KMP-IMPACT

`kmp-impact evaluate`

Compare a pipeline result against a ground truth and emit Precision / Recall / F1 for both files and screens.

Synopsis

kmp-impact evaluate \
  --results CONSOLIDATED.json \
  --ground-truth GROUND_TRUTH.yml \
  [--output-dir OUT]

Flags

Flag	Required	Default	Description
`--results`	yes	—	Path to `phase4/consolidated.json` from a previous pipeline run.
`--ground-truth`	yes	—	Path to a `ground_truth.yml` with the expected impacted files and screens.
`--output-dir`	no	`output/evaluation`	Directory where the per-scenario evaluation artefacts are written.

Behaviour

Loads the ConsolidatedResult model from --results.
Reads the expected sets from --ground-truth.
Computes per-file and per-screen Precision / Recall / F1.
Writes a small report under --output-dir and logs the headline metrics.
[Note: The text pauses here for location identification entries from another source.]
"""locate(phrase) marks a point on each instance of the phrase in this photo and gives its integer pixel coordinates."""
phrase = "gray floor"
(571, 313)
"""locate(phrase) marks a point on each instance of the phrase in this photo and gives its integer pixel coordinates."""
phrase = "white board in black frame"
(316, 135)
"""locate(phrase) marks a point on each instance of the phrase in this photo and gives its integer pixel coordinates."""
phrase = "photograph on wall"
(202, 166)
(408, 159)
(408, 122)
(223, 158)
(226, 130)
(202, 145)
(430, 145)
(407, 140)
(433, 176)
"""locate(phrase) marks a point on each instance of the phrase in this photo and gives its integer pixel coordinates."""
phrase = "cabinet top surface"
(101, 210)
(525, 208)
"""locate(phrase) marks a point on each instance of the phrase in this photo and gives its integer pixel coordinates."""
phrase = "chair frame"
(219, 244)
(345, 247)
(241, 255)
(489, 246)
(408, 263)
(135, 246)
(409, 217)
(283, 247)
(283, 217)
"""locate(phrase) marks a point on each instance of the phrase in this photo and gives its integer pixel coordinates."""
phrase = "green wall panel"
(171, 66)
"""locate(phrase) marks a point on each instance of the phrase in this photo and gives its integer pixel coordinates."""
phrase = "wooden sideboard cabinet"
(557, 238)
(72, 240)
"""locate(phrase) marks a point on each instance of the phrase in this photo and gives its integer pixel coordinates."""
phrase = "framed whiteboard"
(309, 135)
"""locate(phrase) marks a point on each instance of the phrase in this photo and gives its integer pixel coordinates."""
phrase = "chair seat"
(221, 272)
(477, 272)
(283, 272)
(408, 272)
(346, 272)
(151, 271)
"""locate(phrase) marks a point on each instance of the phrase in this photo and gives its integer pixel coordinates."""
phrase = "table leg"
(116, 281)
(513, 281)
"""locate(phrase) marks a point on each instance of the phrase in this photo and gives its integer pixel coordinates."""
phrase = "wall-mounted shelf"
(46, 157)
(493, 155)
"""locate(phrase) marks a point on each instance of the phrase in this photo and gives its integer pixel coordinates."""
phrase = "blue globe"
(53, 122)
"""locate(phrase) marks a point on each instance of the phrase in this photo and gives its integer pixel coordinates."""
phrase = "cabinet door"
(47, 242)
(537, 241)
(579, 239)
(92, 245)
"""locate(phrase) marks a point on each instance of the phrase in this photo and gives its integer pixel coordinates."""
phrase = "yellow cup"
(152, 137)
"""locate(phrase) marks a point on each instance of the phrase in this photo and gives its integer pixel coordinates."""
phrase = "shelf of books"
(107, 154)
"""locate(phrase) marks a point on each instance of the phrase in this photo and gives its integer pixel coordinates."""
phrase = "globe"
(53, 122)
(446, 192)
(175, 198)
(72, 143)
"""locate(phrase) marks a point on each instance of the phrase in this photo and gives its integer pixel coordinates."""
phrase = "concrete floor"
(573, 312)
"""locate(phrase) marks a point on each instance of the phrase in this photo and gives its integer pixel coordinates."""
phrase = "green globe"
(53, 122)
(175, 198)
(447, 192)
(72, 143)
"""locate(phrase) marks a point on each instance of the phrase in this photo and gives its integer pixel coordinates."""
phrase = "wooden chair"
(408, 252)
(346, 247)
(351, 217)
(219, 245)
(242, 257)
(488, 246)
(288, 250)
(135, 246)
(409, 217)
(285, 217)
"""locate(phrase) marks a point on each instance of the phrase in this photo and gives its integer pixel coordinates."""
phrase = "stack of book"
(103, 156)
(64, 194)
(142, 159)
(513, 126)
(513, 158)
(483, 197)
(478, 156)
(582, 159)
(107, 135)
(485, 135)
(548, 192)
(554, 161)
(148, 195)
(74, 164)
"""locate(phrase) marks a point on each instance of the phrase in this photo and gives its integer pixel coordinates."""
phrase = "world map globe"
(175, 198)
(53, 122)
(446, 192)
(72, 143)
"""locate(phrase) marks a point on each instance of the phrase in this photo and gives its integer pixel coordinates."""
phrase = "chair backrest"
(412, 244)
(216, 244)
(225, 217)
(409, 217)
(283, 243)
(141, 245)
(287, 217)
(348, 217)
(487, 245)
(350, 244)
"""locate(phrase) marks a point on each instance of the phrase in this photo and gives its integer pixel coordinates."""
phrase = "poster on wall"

A log line summarises the result:

F1=0.79  Precision=0.83  Recall=0.75

The on-disk artefact is an EvaluationResult JSON with the full true-positive, false-positive, and false-negative file/screen lists for inspection.

Metric definitions

Given the analyzer’s set A and the ground-truth set M:

Precision = |A ∩ M| / |A|
Recall    = |A ∩ M| / |M|
F1        = 2 · P · R / (P + R)

Example

kmp-impact evaluate \
  --results output/phase4/consolidated.json \
  --ground-truth scenarios/pokedex_ktor_minor/ground_truth.yml \
  --output-dir output/evaluation